2018年06月22日更新

逆流性食道炎の歯に与える意外な影響

胃では体内に入った食物を溶かすために、強力な胃酸が分泌されます。
そして通常は胃に入った内容物や胃酸が逆流しないように、胃の入口部分には下部食道括約筋という弁のようなものがあります。
この筋肉が食べ物が入ってくるときだけ緩むことにより、胃酸の逆流を防ぐことができます。

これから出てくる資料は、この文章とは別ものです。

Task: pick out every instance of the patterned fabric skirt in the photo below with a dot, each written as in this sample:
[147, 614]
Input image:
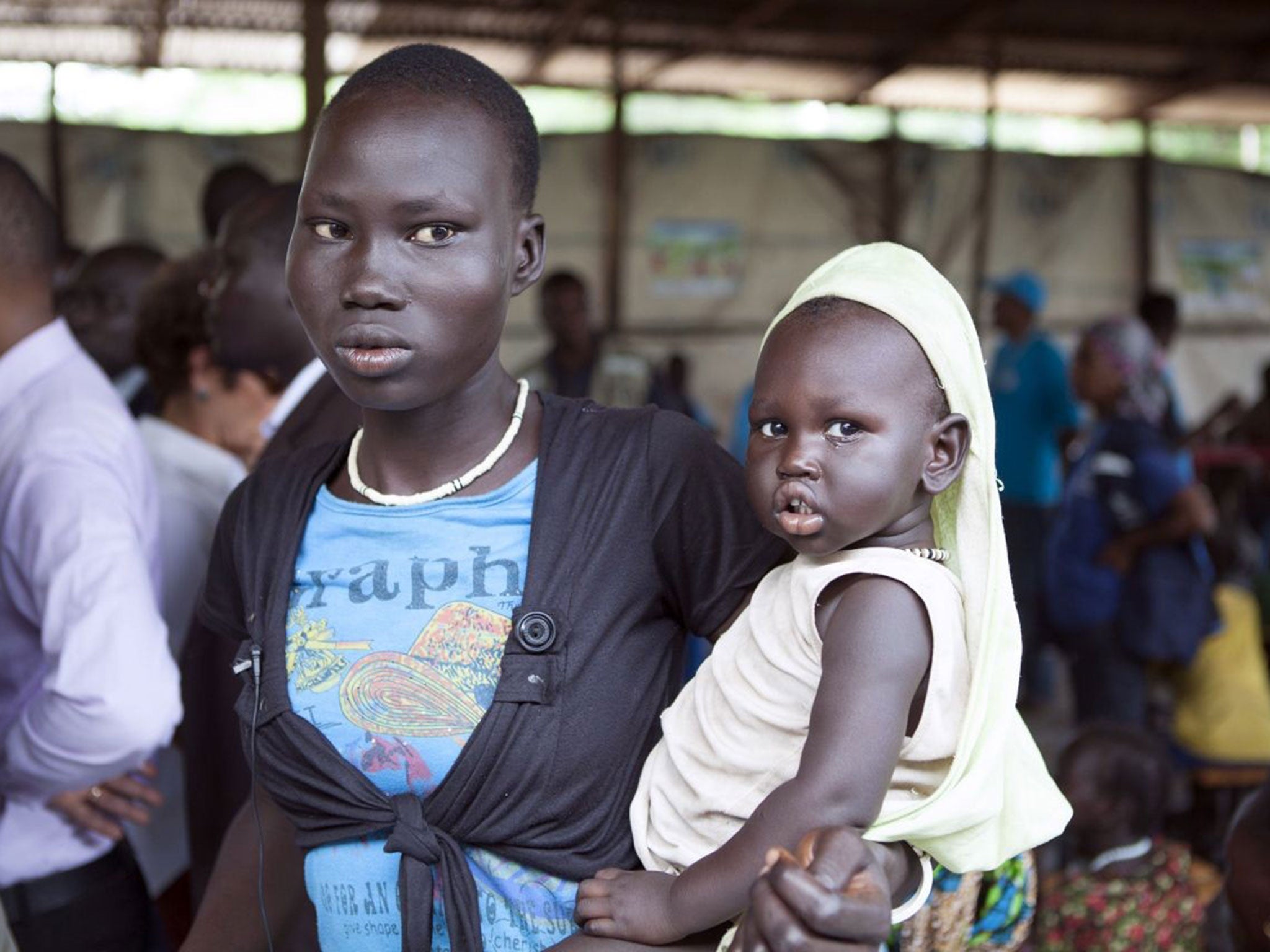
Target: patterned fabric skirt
[992, 912]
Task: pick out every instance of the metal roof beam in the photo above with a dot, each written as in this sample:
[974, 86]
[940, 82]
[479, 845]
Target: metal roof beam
[562, 35]
[1238, 65]
[966, 15]
[748, 19]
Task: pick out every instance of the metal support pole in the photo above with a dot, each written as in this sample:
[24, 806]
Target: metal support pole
[315, 70]
[985, 205]
[1145, 175]
[615, 231]
[890, 159]
[56, 165]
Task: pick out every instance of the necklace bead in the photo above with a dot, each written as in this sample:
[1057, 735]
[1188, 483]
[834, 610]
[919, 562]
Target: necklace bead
[935, 555]
[453, 487]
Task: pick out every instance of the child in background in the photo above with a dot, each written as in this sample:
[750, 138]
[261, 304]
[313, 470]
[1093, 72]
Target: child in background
[871, 681]
[1128, 889]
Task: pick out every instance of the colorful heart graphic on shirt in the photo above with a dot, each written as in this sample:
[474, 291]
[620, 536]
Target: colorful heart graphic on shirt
[437, 689]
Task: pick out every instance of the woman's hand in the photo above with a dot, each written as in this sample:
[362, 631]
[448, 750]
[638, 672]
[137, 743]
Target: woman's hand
[629, 906]
[833, 897]
[102, 808]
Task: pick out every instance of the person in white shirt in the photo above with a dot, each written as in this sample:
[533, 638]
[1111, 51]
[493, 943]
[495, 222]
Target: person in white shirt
[201, 443]
[100, 302]
[88, 689]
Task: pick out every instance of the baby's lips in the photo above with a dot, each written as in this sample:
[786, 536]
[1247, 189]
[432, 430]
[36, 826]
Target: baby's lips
[801, 523]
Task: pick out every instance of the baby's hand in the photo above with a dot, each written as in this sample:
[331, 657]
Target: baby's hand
[629, 906]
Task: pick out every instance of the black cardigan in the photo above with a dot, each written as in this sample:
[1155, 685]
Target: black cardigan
[641, 534]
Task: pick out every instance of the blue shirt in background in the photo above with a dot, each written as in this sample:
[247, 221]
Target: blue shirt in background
[1033, 404]
[1081, 592]
[394, 646]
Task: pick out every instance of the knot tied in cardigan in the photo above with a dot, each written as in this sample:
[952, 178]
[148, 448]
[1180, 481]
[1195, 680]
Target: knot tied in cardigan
[422, 847]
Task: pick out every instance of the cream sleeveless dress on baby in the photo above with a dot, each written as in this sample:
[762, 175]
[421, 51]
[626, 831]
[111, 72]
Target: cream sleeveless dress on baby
[737, 730]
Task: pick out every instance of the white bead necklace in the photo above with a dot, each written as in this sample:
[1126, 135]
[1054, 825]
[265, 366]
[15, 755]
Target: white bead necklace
[935, 555]
[447, 489]
[1119, 855]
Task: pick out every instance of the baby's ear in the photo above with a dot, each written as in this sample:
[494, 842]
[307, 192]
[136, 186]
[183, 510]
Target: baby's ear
[531, 252]
[949, 443]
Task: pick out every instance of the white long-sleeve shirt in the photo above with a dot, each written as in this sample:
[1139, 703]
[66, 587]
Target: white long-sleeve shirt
[88, 687]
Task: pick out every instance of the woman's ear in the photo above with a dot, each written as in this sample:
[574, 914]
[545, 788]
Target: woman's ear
[202, 374]
[949, 443]
[531, 250]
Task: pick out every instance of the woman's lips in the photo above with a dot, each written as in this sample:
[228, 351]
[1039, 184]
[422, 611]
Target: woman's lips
[374, 361]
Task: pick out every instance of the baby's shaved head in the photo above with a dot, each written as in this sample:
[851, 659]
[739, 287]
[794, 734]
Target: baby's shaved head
[822, 310]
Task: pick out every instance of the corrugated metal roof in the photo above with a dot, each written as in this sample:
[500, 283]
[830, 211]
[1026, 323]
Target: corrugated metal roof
[1166, 59]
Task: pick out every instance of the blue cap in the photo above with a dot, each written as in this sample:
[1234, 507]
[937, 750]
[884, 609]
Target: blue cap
[1024, 286]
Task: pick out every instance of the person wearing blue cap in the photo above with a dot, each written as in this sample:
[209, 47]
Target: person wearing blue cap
[1036, 410]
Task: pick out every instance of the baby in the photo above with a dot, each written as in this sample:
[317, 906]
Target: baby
[871, 681]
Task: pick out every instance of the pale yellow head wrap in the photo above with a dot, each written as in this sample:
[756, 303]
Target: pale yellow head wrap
[998, 799]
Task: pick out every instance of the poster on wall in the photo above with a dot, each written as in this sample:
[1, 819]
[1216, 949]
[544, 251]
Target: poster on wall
[1223, 278]
[695, 258]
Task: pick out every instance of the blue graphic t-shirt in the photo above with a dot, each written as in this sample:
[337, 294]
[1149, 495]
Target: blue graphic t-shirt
[394, 645]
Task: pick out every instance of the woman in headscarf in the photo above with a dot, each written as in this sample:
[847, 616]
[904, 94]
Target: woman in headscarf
[1126, 499]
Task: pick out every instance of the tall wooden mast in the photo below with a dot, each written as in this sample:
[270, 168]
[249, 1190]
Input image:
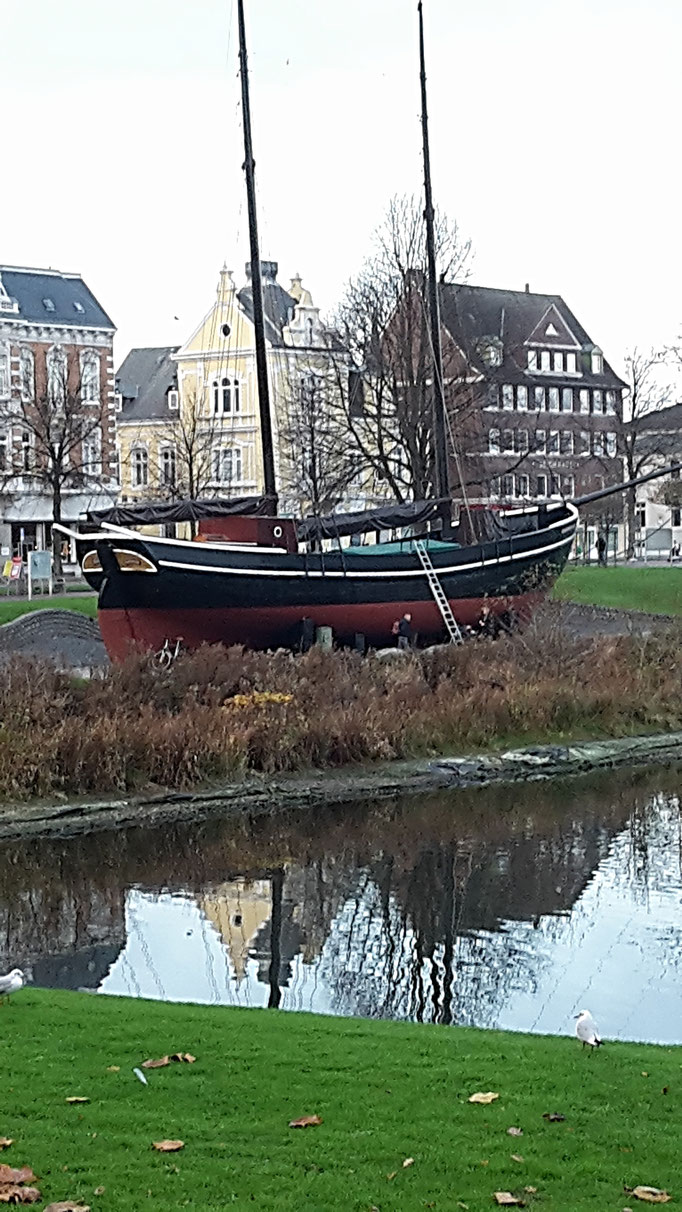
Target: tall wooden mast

しかし食べすぎや加齢などにより下部食道括約筋の働きが低下したり、ストレスにより胃酸の分泌量が増えると、次第に胃酸を抑えきれなくなってしまいます。
すると胃酸が逆流し、食道や他の部分に炎症が引き起こされます。
この状態が逆流性胃腸炎になります。
そしてこの状態は、歯にとっても良くない状態になります。

逆流性胃腸炎の症状の一つに、「呑酸」というものがあります。
これは胃酸が食道や喉まで上がっている状態で、酸っぱいような苦いような感じがします。
この状態が継続的に続くことで、吐き気も生じてきます。

さらに逆流性胃腸炎の場合、胃から悪臭のするガスが発生します。
このガスが血液にのって肺まで運ばれ、空気と一緒に排出されます。
すると悪臭がするため、口臭予防のために歯磨きを行います。
しかし歯磨きを行うと喉や口が刺激され、吐き気をもよおす恐れがあります。

そして、吐き気や呑酸が生じると、口まで酸がのぼってきます。
すると歯にも胃酸が付着することになります。
胃酸はとても強力な酸性であるため、歯の主原料であるカルシウムを溶かしてしまいます。
酸に触れた歯は次第に溶けるのですが、この時溶けた部分に虫歯菌が侵入してきます。
するとさらに歯は溶け、神経にもダメージが及ぶ恐れがあるのです。

このように、逆流性胃腸炎の場合、口に触れる酸の量も増えます。
すると歯が次第に溶け、虫歯が発生しやすくなるのです。

そこで虫歯を防ぐために大切なのが、歯に触れる酸を少なくすることです。
歯に触れる酸が少なければ、歯が溶ける心配も少なくなるからです。
具体的にはまずしっかりと歯磨きを行います。
この時喉を刺激してしまうと吐き気につながってしまうので、無理のない範囲で行います。

また、口に酸がのぼって来ないようにするために最も重要なのが、逆流性胃腸炎の治療を行うことです。
逆流性胃腸炎は、ストレスによる神経バランスの乱れ、食べすぎ、加齢などによって生じます。
日ごろの生活習慣を見直し、胃の状態を改善する必要があります。
また、薬を使って胃酸の強さを弱めることも重要です。

逆流性胃腸炎は、虫歯につながる原因にもなります。
そのため、もし疑いがある場合は早期に治療を行うことが大切です。